"I'll do it tomorrow"
Four words, that seem like basic procrastination, are actually a hiding place for so much sin.
"I'll get back into my 'regular' time in the Word tomorrow."
"I'll have more self-control with food tomorrow."
"I'll be kinder to my children tomorrow, when I've had a better night's sleep."
"I'll invite that young couple over another day - maybe tomorrow."
"I'll get to that pile that my husband keeps asking me to go through, but not until tomorrow."
"I'll pray for that friend when I have more time to myself tomorrow."
"I'll be more consistent with training and discipline tomorrow."
"I'll do" and "tomorrow" are staples in my mental vocabulary, giving me a false sense of power, security, and dominion over my flesh. But they lie.
The lie of "I'll do..." is that in my own efforts, by my own intelligence and savvy, I can muster up the ability to create lasting change. It's thinking that I'm able to wake up one day and be different, just because I want to be. It's living in the delusion that my flesh isn't that strong, sin isn't that bad, and I'm not that enslaved. I can do it.

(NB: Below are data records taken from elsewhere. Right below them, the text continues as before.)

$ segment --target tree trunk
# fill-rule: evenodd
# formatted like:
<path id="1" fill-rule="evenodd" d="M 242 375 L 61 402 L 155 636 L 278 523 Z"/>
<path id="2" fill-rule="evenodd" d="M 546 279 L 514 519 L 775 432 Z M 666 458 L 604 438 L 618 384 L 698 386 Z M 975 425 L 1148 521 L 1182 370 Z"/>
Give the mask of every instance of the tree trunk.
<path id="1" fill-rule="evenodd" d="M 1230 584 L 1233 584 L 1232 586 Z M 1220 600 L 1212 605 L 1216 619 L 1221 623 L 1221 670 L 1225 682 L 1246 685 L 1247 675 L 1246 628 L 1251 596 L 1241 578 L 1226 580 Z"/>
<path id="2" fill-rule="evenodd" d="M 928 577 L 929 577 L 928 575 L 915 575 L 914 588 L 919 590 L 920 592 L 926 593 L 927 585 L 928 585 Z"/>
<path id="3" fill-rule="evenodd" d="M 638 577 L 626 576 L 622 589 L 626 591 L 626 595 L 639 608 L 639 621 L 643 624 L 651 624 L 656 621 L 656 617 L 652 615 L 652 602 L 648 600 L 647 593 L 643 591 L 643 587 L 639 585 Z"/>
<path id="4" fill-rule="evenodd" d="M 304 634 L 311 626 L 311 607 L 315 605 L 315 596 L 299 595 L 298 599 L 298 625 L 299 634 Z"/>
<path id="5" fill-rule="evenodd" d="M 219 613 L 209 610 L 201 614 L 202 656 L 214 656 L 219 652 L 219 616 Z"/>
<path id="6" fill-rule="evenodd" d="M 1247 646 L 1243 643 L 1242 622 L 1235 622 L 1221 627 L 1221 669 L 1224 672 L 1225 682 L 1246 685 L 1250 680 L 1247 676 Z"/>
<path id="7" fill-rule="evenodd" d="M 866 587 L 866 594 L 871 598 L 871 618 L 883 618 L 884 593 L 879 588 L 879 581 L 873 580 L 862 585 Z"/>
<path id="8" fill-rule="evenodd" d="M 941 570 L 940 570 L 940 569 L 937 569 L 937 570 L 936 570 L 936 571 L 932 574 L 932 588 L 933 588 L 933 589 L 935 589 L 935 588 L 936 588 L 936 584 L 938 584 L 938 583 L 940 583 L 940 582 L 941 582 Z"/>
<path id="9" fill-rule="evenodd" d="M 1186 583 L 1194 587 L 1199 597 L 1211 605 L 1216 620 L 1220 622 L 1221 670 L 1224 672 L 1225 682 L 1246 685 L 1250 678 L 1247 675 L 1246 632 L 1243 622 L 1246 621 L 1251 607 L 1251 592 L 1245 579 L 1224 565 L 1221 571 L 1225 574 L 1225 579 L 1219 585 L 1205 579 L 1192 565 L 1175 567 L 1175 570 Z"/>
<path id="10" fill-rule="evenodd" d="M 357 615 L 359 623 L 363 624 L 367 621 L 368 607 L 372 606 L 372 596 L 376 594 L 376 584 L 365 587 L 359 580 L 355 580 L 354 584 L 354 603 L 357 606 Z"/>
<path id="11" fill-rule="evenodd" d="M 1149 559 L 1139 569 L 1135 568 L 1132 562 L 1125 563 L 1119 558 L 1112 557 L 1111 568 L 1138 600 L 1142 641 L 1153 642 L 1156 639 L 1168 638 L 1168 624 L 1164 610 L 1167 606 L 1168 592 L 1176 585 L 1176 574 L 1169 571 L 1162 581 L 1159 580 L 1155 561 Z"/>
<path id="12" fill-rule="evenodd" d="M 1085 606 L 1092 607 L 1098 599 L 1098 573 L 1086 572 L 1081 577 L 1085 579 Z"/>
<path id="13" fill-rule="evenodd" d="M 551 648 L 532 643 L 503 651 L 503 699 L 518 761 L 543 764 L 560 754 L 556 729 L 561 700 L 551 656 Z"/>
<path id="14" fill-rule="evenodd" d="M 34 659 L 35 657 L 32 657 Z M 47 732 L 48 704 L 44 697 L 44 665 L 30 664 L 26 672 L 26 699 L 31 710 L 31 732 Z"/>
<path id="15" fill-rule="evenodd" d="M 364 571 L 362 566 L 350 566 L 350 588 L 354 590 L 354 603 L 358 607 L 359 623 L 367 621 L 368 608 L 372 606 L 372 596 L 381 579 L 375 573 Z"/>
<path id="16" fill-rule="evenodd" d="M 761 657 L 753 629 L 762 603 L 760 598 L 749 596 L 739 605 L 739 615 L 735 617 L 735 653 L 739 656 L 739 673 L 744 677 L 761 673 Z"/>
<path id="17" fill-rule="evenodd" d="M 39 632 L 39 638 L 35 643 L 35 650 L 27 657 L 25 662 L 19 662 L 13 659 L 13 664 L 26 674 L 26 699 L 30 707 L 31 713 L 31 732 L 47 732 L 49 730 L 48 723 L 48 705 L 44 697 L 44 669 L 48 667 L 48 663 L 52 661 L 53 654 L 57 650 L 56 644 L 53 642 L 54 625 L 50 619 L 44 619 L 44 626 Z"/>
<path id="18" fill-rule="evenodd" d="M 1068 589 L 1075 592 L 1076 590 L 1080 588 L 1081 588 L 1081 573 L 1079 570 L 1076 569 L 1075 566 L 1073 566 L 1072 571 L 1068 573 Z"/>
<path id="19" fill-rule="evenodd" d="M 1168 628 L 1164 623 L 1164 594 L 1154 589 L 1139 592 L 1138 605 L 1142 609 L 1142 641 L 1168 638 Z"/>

The life of "tomorrow..." is that I'm in control of time and don't live by human limitations. Although the sins of others needs to be stopped immediately, I can do mine for a little longer without really reaping any serious consequences. It's presuming on God's grace, making it cheap for my own convenience. It's thinking that I'm in charge of what happens tomorrow, and believing it's guaranteed to be there.
Instead of "I'll do it tomorrow" it's time to start saying, "God help me...today." It's immediate repentance when I feel my heart resisting holiness and longing to live for myself. It's stopping in my tracks, acknowledging my own inability, and crying out for his ability. It's getting down to pray in those moments, even with my kids beside me to admit, "Mommy needs God's help."
Putting off a load of laundry until tomorrow might be the right course of action sometimes, depending on the situation - but when it comes to the serious matters of the heart, like the matters of self-serving pride, TODAY is the day for turning to the Lord.